The proceedings of the Constitutional Convention strongly indicate that one of the most influential framers of the Constitution, James Madison, understood “misdemeanor” as having a different and broader meaning than criminal acts. In the waning days of the convention, on September 8, 1787, Virginia delegate George Masonmoved to add “maladministration” to the existing list of impeachable offenses—at that point, only “Treason or Bribery.” Madison objected that “so vague a term [as maladministration] will be equivalent to a tenure during pleasure of the Senate.” Mason responded by withdrawing his motion and substituting “other high crimes and misdemeanors against the state.” Mason’s revised motion passed 8-3, which is how the “high crimes and misdemeanors” language got into to the Constitution.
The Trump defense team has seized on Mason’s substitution of “high crimes and misdemeanors” for “maladministration” as supporting its contention that impeachment must be based on commission of a crime. However, the story looks quite different if we—literally—turn the page. As reported on the very next page of the records, after Mason’s motion passed, Madison then argued (unsuccessfully) for changing the venue for impeachment trials from the Senate to the Supreme Court, saying that if the president can be impeached “for any act which might be called a misdemesnor [sic]”, the president “under these circumstances was made improperly dependent” on the Senate.
Madison’s statement seems to tell us two things: First, he did not see “misdemeanor” in the amended impeachment clause as a term with well-defined limits, as would be the case if it instead said statutory violations or crimes. Instead Madison suggested that many kinds of acts “might be called” a misdemeanor.
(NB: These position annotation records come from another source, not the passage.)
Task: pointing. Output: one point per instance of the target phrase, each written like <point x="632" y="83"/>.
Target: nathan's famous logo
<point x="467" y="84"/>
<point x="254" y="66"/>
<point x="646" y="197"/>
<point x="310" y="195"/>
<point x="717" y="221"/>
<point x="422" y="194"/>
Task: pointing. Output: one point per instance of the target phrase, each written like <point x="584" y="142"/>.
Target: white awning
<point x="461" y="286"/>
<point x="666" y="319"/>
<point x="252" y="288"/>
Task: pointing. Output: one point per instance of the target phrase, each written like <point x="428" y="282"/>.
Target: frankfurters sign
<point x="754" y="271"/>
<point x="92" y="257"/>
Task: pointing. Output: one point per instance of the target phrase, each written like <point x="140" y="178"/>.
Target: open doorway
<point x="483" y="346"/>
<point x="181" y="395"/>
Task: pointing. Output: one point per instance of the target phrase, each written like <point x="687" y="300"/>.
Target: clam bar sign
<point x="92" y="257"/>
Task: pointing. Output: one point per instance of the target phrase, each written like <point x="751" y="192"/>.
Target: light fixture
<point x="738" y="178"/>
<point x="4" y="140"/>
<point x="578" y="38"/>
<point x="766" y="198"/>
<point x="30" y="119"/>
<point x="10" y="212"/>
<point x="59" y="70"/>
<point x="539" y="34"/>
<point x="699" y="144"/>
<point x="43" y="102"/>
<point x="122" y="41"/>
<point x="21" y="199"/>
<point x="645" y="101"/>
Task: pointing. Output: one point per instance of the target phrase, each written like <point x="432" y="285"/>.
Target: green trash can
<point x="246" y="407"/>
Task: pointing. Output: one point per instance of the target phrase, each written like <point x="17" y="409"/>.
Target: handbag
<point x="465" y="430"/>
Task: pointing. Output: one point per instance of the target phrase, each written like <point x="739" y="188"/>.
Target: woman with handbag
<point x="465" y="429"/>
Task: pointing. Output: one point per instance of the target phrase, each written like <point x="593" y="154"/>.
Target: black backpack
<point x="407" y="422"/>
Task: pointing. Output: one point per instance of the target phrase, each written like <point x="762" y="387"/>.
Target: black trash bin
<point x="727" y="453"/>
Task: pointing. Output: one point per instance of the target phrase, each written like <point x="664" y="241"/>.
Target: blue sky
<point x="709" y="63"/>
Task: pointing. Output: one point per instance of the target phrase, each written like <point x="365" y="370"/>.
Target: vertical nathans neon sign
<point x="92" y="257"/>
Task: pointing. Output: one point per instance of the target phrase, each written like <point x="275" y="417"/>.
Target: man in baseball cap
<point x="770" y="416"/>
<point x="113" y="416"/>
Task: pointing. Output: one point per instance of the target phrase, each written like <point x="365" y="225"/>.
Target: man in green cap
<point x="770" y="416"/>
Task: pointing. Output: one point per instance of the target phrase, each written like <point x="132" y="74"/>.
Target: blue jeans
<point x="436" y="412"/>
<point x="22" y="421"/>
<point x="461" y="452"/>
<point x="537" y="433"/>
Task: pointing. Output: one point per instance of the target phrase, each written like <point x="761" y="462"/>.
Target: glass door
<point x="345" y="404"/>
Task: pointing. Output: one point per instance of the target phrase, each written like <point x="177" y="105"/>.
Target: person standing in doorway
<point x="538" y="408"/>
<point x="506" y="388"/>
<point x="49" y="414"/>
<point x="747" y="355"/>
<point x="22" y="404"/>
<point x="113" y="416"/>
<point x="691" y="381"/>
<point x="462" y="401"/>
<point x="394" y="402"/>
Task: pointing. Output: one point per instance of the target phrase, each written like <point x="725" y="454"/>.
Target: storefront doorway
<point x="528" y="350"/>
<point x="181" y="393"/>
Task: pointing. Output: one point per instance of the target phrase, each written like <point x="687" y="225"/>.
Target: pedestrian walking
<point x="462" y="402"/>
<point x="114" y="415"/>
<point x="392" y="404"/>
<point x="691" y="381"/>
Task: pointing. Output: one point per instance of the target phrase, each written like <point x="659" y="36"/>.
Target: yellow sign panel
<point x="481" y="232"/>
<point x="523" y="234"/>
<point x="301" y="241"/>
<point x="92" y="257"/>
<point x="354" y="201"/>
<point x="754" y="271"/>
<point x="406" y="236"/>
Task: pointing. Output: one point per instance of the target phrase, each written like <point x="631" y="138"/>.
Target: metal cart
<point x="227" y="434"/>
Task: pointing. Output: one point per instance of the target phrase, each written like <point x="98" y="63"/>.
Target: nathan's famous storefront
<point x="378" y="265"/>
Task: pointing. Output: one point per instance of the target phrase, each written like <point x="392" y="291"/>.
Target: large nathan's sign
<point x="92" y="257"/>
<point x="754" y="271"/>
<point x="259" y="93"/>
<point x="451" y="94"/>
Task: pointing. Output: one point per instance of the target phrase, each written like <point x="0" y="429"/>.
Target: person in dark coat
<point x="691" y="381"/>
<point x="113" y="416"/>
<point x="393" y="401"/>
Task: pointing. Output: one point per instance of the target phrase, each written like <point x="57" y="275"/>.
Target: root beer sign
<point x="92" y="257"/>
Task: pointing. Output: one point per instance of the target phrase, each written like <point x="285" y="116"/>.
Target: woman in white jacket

Second, Madison saw inclusion of “misdemeanors” in the impeachment clause as giving the Senate greater discretion to remove the president than just the phrase “other High Crimes.” Madison’s motion to move the venue of an impeachment trial from the Senate, where he feared a president’s political opponents could misuse the wide latitude the word “misdemeanor” affords, to an assumed apolitical Supreme Court failed on a 9-2 vote. But the language of what a president can be impeached for remained, leaving the Senate with what Madison considered to be very broad discretion to remove a President for “any act which might be called a misdemeanor.”
In the end, both advocates and opponents of impeachment might be focusing on the wrong word, “crimes.” Abuse of power and obstruction of Congress, as alleged in the House’s articles of impeachment against Trump—even if not crimes—could well be considered “misdemeanors,” meaning “misconduct,” specifically misconduct in office. This could provide the basis for impeachment and removal. Ironically, it may be that Dershowitz was far more correct 22 years ago than he is today.